In August 2019, The Canary became primarily a reader-supported media platform. The remainder of our income comes from online advertising.

Also in August 2019, we moved all of our editors and staff writers onto hourly shifts and annual contracts (with holiday, sick pay and pension options). All of our staff are paid over the living wage.

We don’t have fancy offices – in fact, we don’t have any offices! This ensures that the vast majority of our income goes directly to our team as wages. We also commission guest posts and video content from independent producers.

How To Support Us

Please become a supporter. By providing us with a small contribution each month, you are directly supporting independent campaigning journalism. In return, you’ll get an ad-free reading experience and a monthly behind the scenes newsletter.
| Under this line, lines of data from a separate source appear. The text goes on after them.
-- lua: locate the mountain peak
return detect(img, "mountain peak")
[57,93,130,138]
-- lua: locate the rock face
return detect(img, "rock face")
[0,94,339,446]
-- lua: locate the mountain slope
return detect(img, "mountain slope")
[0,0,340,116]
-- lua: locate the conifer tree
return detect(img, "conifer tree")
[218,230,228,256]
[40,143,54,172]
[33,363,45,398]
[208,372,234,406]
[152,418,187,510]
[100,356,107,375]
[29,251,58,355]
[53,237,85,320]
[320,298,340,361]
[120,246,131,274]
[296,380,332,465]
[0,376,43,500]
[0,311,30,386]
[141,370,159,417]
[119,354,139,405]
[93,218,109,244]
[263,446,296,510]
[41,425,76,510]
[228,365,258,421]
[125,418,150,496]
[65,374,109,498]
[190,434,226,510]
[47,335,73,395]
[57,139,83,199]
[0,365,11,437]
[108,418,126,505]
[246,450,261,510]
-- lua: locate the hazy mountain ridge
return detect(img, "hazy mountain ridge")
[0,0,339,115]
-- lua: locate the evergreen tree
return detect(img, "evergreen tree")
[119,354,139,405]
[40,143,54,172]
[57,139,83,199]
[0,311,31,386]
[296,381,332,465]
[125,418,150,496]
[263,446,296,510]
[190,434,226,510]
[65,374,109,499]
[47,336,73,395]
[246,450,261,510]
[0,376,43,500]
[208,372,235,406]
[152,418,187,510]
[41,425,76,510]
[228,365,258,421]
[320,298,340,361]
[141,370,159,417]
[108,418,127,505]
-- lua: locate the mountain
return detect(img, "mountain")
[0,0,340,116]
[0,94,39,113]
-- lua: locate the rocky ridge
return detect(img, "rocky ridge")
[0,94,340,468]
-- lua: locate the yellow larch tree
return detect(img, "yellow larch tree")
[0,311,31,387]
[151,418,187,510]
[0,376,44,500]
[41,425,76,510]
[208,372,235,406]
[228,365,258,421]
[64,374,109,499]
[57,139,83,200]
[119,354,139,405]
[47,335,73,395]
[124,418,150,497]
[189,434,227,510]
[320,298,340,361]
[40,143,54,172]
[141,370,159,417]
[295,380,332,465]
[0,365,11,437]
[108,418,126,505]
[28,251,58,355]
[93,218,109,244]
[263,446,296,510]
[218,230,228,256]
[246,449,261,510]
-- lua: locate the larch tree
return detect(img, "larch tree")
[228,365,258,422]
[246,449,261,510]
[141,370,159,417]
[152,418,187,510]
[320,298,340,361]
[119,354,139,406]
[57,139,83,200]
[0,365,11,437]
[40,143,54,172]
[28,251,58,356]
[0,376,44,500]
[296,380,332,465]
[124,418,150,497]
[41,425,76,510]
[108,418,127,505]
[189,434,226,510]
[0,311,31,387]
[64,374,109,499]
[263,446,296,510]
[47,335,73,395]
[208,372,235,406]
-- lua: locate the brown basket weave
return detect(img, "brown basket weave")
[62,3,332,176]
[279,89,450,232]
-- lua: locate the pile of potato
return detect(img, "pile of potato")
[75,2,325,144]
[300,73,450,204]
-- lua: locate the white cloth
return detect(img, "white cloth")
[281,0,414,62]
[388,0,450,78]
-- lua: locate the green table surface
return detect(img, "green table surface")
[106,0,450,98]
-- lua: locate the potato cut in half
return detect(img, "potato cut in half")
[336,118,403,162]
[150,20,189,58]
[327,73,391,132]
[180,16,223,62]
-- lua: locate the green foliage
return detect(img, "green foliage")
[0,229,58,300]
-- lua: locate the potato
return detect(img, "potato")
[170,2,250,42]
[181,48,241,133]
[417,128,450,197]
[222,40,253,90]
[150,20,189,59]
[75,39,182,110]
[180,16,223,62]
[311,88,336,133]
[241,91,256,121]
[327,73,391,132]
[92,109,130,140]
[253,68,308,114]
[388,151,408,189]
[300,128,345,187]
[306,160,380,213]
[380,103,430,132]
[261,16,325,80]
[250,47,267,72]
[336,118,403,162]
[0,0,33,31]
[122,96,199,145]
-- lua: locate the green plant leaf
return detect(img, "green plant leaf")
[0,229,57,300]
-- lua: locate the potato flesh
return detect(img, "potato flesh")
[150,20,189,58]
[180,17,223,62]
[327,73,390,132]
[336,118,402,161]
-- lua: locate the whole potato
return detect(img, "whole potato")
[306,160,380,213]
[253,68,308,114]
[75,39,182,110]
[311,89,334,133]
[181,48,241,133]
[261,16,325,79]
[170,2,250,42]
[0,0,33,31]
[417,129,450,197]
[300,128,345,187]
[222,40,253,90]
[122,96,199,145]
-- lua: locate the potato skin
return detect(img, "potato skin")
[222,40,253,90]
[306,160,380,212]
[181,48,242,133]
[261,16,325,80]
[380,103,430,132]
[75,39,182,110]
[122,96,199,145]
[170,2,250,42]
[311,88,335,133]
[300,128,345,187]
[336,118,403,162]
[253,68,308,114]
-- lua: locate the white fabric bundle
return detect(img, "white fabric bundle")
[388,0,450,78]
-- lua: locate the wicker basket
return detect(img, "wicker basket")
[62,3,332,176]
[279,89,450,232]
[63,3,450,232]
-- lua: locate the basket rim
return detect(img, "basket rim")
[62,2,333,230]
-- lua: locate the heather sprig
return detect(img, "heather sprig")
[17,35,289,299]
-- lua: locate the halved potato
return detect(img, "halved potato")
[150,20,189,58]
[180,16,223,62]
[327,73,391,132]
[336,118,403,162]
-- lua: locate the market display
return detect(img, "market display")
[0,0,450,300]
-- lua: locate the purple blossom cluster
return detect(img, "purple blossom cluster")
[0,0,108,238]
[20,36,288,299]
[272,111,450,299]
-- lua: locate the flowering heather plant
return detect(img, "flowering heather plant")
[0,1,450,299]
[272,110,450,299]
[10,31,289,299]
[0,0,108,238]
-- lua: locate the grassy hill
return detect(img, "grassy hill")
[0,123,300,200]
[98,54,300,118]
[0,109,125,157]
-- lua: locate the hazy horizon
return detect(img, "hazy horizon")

Much of our growth comes from word of mouth and social sharing. By spreading the word about The Canary (by liking, commenting and engaging in the community), you help make us sustainable.

The Future

We will be expanding our media output in 2019 by producing regular video interviews, news reports, and podcasts.

Democratising media creation is a central aim of The Canary. We will be developing our membership platform that allows our readers to decide on the areas we investigate. You will have a say in the media you see.

We will also channel revenue into an Investigative Journalism Fund. This will enable the kind of long-form, original, and investigative journalism that has become a rarity in the cash-strapped mainstream.